I don't like it when people claim they can show you how to be creative. "Here's how to creatively use x." Ugh. This is the opposite of creative. This is the speaker being creative and the audience's job is to impressed by their creativity. Mike Ritzius put it best, "Here's how I'm creative with... > Here's how to be creative with." I can give examples of the things I've done, but they're not to copy. They're to use as jumping off points.

Here's my best advice to start thinking creatively- See your first instinct, that first idea. Look at it, know that it's there if it's needed, then throw it off to the side, bend it, or break it. It's a draft. Use the second or third or fourth idea instead. Don't be worried they won't come, they will. And if they don't you've still got that first draft. In working with my student teacher, which forces me to be more reflective, I realize that I'm doing this without thinking about it all the time. I treat ideas like Lego pieces. "Here's the main brick. Let's add movement to it. That'll go here. No, here. Can I add tech? Hmm, here? no. Here? No. Not gonna work with this. But maybe it will fit on this other idea." Think about it like a flow chart if that works better in your brain.

I like this because it creates freedom. It forces it. It also creates lessons that burn down, fall over, and then sink into the swamp. That's when you build another lesson on top of the fallen one, and that one stays up. Hopefully. Or you get to build another.

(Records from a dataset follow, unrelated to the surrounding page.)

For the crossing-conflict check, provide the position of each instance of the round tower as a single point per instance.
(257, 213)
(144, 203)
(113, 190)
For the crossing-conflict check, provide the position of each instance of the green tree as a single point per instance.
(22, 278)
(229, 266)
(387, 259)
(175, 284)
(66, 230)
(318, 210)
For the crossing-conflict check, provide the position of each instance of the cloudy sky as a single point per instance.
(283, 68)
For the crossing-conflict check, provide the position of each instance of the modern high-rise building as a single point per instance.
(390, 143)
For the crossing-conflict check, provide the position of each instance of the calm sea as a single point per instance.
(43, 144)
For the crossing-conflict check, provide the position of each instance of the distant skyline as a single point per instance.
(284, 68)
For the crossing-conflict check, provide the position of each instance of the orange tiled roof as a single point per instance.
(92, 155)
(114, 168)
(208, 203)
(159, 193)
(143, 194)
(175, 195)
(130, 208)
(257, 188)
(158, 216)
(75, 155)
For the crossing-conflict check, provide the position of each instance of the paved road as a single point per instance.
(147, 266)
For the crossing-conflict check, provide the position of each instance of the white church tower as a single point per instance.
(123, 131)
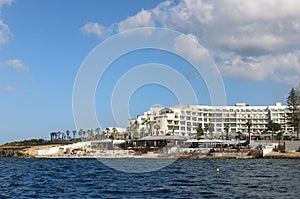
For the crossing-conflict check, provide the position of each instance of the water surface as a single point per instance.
(185, 178)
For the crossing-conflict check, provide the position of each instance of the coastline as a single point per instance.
(31, 152)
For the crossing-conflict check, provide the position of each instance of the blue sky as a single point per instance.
(44, 43)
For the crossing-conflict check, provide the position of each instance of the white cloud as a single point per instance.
(284, 68)
(4, 29)
(4, 33)
(93, 28)
(188, 46)
(142, 19)
(257, 39)
(17, 65)
(7, 89)
(5, 2)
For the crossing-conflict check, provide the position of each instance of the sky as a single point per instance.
(252, 48)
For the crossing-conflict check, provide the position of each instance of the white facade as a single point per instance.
(183, 120)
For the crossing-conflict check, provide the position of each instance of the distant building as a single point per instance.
(183, 120)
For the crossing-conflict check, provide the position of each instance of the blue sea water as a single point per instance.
(185, 178)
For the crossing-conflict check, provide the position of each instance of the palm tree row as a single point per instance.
(83, 135)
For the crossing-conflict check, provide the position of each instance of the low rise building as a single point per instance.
(183, 120)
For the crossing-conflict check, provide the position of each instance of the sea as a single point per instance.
(183, 178)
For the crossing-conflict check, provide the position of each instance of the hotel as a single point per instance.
(183, 120)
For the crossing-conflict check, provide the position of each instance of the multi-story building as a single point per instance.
(183, 120)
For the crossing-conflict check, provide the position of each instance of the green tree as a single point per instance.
(114, 133)
(209, 128)
(248, 125)
(97, 132)
(53, 136)
(226, 128)
(68, 134)
(74, 134)
(274, 127)
(293, 102)
(200, 131)
(80, 133)
(149, 125)
(157, 127)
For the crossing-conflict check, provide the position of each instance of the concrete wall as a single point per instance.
(292, 146)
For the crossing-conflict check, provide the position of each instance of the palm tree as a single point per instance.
(272, 126)
(248, 125)
(84, 134)
(80, 133)
(74, 134)
(68, 134)
(63, 136)
(149, 125)
(136, 126)
(53, 136)
(97, 132)
(226, 128)
(199, 130)
(279, 136)
(157, 127)
(107, 132)
(209, 128)
(58, 134)
(114, 133)
(142, 132)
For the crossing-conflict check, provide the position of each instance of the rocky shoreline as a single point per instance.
(30, 152)
(16, 152)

AND, because model model model what we do in the classroom, I articulate this process when I can. I let my kids hear me think. I say "let" like I've got a choice, like I don't have to talk out loud through my thinking because how do I know what I think unless I write it down or hear myself say it?

There's other factors to consider. Does your admin encourage creative experimentation? If not then there's the added challenge of being creative under even tighter constraints. It can still be done. I have to be positive about this. I have to see the bright side. I've working for restrictive administrations and I hated it and chafed against it and still found ways around their bone-headedness inside my room because it's my room and they're my kids and I dare you to come in, see them enjoying learning, and tell me to stop. Same with the prescribed curriculum. There's margins to play in. There's always holes in the system. Make a goal finding and exploiting them. Easier said than done, but it can be done. Use every tool. If the school is paying for it and I don't like the way it's presented, I bet I can break it and use the pieces.

You are allowed to stretch your wings and fly. You're allowed to sing all the songs until you find your voice. You're allowed to suck until you don't. We are allowed to find our creativity, and use it. We are allowed to expand the definition of creativity until it encompasses everything, because boxed creativity is its anathema.


If you like this post and the other posts on this blog you should know I’ve written two books about teaching- He’s the Weird Teacher and THE Teaching Text (You’re Welcome). I’ve also written one novel- The Unforgiving Road. You should check them out, I’m even better in long form. I’m also on the tweets @TheWeirdTeacher.

1 comment:

  1. HI Doug. Lots of what you say resonates with me--I struggle to get people (educators) to value imagination and to see how we are each imaginative. We couldn't think if we weren't...imagination is at play in all innovation. Indeed, in all understanding. Thanks for making a clear case for why we all need to make space to be creative and enjoy how we each are (already) creative.